Est-ce que les bonnes sensations sont toujours confirmées par le chrono ?

Disons que quand un chrono n’est pas bon, les suivants ne le seront pas non plus. Ça veut dire qu’il y a un problème : sur la voiture ou dans la tête du pilote.

Vos adversaires vous reconnaissent une nette supériorité sur l’asphalte, où ils apparaissent résignés. Ça vous flatte ?
Je suis à l’aise sur l’asphalte, oui. Peut être que, pour moi, c’est plus facile d’aller chercher la limite lorsque il y a beaucoup d’adhérence, ce qui n’est pas garanti quand tu roules sur terre. Et je constate que la plupart des pilotes ont un ressenti qui est le contraire du mien.

Ne seriez-vous pas un pilote de circuit contrarié, finalement ?

(Rire.) Etant cinq fois champion du monde, je peux difficilement me dire que j’étais plutôt fait pour courir en circuit.

Votre motivation ?

Le rallye est ma passion et mon métier. Bon, la motivation est parfois entamée quand je pars deux ou trois semaines. Disons que le rallye me saoule du lundi au jeudi soir : les reconnaissances, les avions, les sollicitations, tout ça… Mais, une fois dans la voiture, ça me plait. Alors : un travail jusqu’au jeudi, une passion ensuite.

La rivalité entre les pilotes de rallyes semble moins exacerbée qu’en F1.
J’ai le même sentiment. Pas de coups bas en rallye, pas de contacts directs entre les pilotes non plus : on ne peut pas mettre l’adversaire dans le fossé vu que l’on part en décalé (sourire).

Après une Red Bull de F1 et un prototype d’endurance Peugeot 908, n’est-ce pas un peu fade de se retrouver au volant d’une Citroën C4 ?

J’ai vécu deux expériences extraordinaires, mais bon : à 300 km/h dans la ligne droite sur le circuit Paul-Ricard, il y a moins de sensations qu’à 150 à l’heure sur un chemin en terre. J’ai beaucoup à apprendre en pilotant sur circuit. Mais le rallye est plus varié. La voiture saute, glisse, bouge. Le terrain change sans arrêt. Il faut bien reconnaître que, sur circuit, c’est répétitif. Pour l’heure, le pur plaisir se trouve au volant de ma Citroën C4.

Le calendrier et les règlements des rallyes évoluent. Ça pourrait vous pousser à aller vers autre chose ?

Courir moins, ça m’arrange. Et le calendrier 2009 est nul [avec notamment l’absence des rallyes de Monte-Carlo, de Corse et d’Allemagne, trois courses fétiches pour Loeb, ndlr]. Plusieurs choses peuvent m’inciter à continuer ou arrêter : la réglementation, l’évolution des voitures, le calendrier… Un exemple : courir avec des pneus uniques, c’est pas marrant.
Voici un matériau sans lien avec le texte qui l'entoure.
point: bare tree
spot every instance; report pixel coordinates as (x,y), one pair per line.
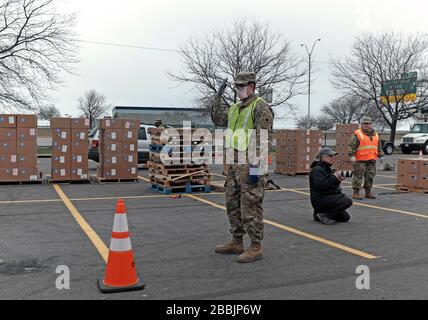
(248,46)
(325,123)
(345,109)
(376,59)
(47,112)
(93,105)
(36,45)
(306,122)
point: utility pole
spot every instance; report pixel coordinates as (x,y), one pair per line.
(310,53)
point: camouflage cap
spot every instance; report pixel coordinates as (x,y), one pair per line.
(245,78)
(326,152)
(366,120)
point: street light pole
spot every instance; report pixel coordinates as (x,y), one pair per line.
(310,53)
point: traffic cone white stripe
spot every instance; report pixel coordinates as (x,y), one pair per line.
(121,245)
(120,223)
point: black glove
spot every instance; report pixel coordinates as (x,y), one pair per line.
(222,88)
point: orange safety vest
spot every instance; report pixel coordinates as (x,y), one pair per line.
(368,149)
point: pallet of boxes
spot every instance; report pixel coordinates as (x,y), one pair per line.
(171,166)
(18,149)
(412,175)
(118,151)
(344,134)
(296,150)
(69,150)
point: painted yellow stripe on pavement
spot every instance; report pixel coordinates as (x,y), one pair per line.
(297,232)
(92,235)
(409,213)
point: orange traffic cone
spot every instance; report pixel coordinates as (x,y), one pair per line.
(120,274)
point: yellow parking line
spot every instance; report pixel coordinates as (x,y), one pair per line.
(297,232)
(409,213)
(92,235)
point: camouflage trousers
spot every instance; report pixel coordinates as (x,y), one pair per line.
(244,202)
(364,172)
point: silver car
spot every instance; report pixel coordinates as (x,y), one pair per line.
(143,144)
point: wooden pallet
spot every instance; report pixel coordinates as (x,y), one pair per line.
(292,174)
(175,167)
(183,189)
(106,180)
(21,183)
(400,187)
(83,181)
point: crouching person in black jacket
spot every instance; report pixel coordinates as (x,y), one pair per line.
(328,200)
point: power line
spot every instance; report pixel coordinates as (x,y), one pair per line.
(128,46)
(119,45)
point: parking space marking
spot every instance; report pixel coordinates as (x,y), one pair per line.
(297,232)
(409,213)
(87,229)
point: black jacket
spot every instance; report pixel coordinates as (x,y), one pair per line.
(325,187)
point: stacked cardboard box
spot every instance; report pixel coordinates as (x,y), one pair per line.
(344,133)
(69,149)
(118,149)
(172,168)
(412,175)
(18,148)
(296,150)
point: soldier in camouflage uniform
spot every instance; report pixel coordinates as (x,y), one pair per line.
(244,190)
(364,158)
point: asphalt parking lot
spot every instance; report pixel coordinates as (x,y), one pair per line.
(43,227)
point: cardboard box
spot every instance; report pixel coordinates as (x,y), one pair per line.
(408,166)
(111,136)
(9,174)
(110,124)
(114,148)
(111,172)
(130,124)
(129,148)
(129,160)
(79,147)
(26,147)
(129,172)
(130,135)
(79,173)
(61,148)
(7,121)
(26,121)
(423,182)
(79,161)
(28,174)
(7,134)
(27,161)
(80,123)
(61,135)
(79,135)
(26,134)
(110,160)
(60,123)
(423,167)
(8,147)
(8,161)
(61,174)
(61,161)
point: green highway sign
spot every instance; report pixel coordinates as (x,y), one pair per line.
(403,89)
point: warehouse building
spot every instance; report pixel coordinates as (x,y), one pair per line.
(171,116)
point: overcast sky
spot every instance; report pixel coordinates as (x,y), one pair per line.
(137,77)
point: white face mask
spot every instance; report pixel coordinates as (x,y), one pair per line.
(242,93)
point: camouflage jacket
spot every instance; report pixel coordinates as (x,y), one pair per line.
(355,144)
(263,115)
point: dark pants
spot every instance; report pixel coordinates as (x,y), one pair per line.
(338,213)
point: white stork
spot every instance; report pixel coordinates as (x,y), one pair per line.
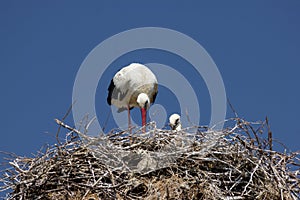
(133,86)
(174,121)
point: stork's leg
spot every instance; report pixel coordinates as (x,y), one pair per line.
(129,119)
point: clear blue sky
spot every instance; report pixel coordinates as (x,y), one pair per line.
(255,44)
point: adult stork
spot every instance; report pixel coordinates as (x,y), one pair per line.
(174,121)
(133,86)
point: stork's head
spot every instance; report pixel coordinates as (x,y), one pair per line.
(143,101)
(175,123)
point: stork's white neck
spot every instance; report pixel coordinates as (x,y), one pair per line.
(143,101)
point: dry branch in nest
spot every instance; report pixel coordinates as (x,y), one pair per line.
(195,163)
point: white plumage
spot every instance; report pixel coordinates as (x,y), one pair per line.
(133,86)
(174,121)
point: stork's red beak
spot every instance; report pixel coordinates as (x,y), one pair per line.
(144,118)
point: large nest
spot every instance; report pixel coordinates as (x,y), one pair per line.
(195,163)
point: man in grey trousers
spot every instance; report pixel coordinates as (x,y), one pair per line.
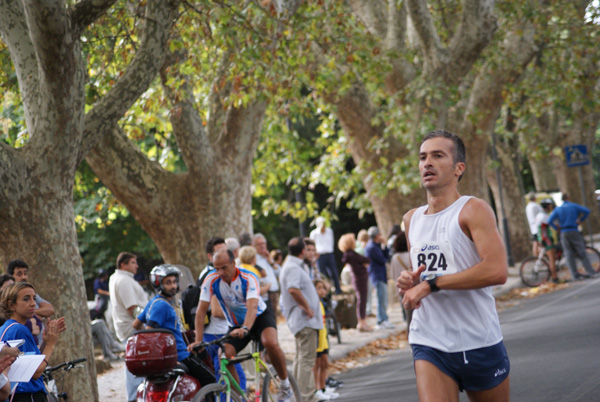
(300,307)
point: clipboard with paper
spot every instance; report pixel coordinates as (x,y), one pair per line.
(24,367)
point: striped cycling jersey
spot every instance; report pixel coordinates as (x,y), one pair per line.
(232,297)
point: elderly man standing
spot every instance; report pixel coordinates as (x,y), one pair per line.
(570,215)
(300,307)
(128,299)
(264,261)
(325,243)
(378,273)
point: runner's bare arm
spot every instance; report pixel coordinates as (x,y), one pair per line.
(478,222)
(407,279)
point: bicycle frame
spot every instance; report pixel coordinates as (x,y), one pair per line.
(230,382)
Et parfois dangereux, comme lors de ce rallye de Grande-Bretagne, où nous nous sommes lancés dans les spéciales avec des pneus terre alors qu’il y avait de la glace. Ce genre de truc ne m’amuse pas trop.
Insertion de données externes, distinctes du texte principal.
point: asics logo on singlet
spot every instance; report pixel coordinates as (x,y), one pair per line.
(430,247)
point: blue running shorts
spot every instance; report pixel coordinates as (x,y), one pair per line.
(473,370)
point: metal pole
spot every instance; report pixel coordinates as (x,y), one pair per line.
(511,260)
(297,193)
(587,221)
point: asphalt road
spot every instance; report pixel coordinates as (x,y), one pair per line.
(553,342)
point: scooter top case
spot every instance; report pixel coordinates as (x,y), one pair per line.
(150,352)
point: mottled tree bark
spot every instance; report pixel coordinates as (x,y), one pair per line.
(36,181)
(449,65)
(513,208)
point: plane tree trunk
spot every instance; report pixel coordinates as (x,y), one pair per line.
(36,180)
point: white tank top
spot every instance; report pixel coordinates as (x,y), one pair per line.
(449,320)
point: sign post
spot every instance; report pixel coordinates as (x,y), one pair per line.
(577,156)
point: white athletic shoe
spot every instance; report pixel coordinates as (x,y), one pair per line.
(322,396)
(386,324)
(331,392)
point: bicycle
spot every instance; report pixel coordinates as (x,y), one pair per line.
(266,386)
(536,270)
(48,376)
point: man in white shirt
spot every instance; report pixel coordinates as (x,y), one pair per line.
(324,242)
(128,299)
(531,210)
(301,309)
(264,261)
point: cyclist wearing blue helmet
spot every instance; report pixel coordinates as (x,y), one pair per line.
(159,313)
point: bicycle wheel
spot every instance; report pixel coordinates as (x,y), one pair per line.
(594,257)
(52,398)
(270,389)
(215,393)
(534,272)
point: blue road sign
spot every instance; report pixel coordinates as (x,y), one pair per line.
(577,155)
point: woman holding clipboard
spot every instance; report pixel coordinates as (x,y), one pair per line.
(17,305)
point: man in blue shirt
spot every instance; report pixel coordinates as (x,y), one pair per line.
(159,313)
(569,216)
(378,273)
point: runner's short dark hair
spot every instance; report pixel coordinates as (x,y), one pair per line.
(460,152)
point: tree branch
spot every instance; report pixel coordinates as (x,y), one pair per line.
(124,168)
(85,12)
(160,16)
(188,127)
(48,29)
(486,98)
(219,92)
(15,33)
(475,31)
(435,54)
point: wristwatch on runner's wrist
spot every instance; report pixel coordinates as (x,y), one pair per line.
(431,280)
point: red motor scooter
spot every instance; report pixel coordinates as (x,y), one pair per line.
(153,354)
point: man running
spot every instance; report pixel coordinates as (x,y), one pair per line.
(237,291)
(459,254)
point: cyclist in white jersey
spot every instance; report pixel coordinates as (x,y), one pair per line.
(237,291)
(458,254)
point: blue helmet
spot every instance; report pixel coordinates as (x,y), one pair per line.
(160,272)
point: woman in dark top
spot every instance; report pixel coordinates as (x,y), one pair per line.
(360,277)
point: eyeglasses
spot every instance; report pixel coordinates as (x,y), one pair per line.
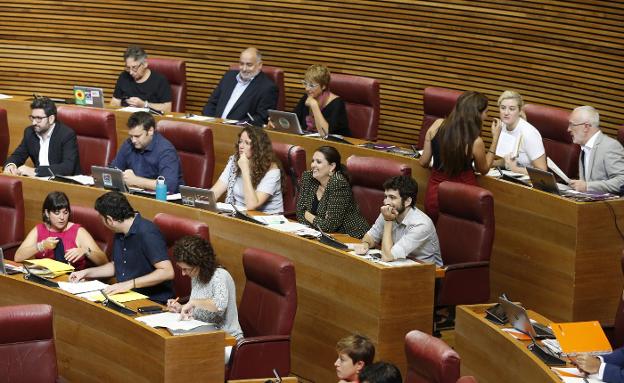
(37,118)
(134,68)
(308,85)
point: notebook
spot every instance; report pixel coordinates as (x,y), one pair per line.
(87,96)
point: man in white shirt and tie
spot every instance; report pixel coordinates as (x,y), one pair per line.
(245,94)
(601,163)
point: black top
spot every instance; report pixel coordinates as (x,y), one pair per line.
(155,89)
(335,113)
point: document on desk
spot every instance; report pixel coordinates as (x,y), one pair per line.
(82,287)
(171,321)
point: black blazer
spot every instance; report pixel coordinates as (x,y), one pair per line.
(257,99)
(62,153)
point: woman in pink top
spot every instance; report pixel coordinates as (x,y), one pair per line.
(42,240)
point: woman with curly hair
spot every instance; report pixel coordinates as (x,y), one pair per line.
(213,293)
(252,176)
(454,143)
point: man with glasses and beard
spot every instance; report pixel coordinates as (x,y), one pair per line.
(50,144)
(401,229)
(139,86)
(245,94)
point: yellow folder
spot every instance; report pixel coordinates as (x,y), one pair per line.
(580,337)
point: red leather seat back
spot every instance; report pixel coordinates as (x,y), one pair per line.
(465,225)
(11,212)
(269,302)
(277,75)
(437,103)
(552,124)
(95,132)
(293,159)
(27,352)
(368,175)
(4,136)
(174,228)
(361,96)
(194,144)
(429,359)
(175,71)
(90,220)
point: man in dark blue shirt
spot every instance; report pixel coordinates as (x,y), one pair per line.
(146,155)
(140,260)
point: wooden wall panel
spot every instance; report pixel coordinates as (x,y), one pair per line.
(559,53)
Revenons à la F1. Vos test avec Red Bull ont impressionné. Si le Père Noël vous offre un volant, pourriez-vous remettre en cause vos contrats pour courir en F1 ?
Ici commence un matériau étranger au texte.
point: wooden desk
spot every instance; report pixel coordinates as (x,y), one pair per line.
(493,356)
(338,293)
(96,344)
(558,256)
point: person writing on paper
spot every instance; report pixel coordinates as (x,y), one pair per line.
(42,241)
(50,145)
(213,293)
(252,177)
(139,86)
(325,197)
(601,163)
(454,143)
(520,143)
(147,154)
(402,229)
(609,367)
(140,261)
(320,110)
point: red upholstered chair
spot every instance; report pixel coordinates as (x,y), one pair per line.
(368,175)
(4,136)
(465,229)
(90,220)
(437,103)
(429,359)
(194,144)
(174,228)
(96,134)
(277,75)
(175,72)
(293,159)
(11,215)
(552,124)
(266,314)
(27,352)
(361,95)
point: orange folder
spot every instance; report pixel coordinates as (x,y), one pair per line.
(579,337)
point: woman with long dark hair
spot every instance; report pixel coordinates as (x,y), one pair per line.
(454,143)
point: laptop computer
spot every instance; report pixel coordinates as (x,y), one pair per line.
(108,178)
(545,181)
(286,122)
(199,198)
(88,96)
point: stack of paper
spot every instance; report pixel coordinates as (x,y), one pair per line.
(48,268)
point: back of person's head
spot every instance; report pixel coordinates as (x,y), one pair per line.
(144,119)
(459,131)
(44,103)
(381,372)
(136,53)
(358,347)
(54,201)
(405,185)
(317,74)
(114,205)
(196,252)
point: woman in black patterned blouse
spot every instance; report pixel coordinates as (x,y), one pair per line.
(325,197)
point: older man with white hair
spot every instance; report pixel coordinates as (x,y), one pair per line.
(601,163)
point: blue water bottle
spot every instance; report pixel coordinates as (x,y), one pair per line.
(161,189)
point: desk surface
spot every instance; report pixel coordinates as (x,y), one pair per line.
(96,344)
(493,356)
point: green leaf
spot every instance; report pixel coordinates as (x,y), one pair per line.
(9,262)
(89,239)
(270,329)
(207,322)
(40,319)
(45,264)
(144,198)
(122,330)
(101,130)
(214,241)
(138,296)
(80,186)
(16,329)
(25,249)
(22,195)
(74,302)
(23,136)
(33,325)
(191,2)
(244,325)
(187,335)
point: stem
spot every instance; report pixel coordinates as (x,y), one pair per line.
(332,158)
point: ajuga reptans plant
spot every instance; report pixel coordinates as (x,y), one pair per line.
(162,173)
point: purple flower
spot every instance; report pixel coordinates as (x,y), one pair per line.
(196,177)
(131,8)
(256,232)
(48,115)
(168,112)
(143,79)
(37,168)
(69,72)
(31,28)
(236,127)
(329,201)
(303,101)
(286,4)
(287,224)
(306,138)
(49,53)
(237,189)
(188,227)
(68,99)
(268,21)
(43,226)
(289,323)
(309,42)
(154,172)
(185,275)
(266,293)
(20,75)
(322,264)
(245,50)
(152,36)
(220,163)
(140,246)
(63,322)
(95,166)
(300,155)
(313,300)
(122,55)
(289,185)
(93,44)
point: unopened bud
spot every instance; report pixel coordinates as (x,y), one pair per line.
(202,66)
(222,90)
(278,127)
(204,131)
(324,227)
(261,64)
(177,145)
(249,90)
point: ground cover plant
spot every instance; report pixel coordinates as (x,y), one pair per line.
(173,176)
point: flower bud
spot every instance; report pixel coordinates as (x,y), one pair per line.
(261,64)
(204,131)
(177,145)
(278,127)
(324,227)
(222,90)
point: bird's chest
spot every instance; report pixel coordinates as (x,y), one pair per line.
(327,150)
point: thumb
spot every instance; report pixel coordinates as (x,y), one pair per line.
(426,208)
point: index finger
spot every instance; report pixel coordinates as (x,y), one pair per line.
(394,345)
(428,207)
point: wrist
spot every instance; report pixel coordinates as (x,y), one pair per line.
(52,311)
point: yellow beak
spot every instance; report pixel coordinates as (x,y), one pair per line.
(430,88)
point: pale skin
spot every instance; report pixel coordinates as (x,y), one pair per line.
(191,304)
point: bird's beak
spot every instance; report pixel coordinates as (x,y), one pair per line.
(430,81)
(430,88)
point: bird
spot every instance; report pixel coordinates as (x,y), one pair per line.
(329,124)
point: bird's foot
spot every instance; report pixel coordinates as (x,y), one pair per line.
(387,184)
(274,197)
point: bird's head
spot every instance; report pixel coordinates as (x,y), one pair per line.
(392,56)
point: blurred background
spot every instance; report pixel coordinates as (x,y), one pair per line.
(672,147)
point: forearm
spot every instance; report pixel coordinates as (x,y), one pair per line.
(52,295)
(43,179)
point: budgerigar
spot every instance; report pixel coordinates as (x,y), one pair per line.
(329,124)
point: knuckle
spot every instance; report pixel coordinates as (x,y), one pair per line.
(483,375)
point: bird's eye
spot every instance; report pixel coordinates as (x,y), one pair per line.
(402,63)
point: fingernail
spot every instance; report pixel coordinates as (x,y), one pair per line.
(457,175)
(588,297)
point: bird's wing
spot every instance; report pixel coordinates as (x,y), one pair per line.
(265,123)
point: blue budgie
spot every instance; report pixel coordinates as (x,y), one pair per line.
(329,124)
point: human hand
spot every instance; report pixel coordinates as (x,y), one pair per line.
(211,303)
Aujourd’hui non. J’ai un contrat pour courir en rallye avec Citroën en 2009. Mais avoir un programme d’essais en 2009 et courir en 2010, oui, je prends.

Vous disiez être trop âgé pour la F1.

Ce sont les patrons d’équipe en F1 qui pensent que je suis trop âgé. Dans ma tête, je ne le suis pas. Ce n’est pas un obstacle pour moi. Si j’ai l’opportunité de prouver que je peux aller vite en ayant un véritable programme d’essais, pourquoi pas ? Je serai loin de repousser une offre, c’est sûr.

Vous pensez piloter jusqu’à quel âge ?

Je ne sais pas. Je me vois arrêter le rallye pour aller vers quelque chose de différent, de nouveau. J’ai besoin de piloter, mais je dois trouver quelque chose qui m’amuse, sans prendre trop de risques. Je ne vais pas piloter entre les arbres toute ma vie.

Avez-vous songé à votre après-carrière de pilote ?

Je ne me vois pas rien faire. Pourquoi pas tenir un petit restaurant dans le Sud ? Il faut faire quelque chose, on ne peut pas être en vacances tous les jours.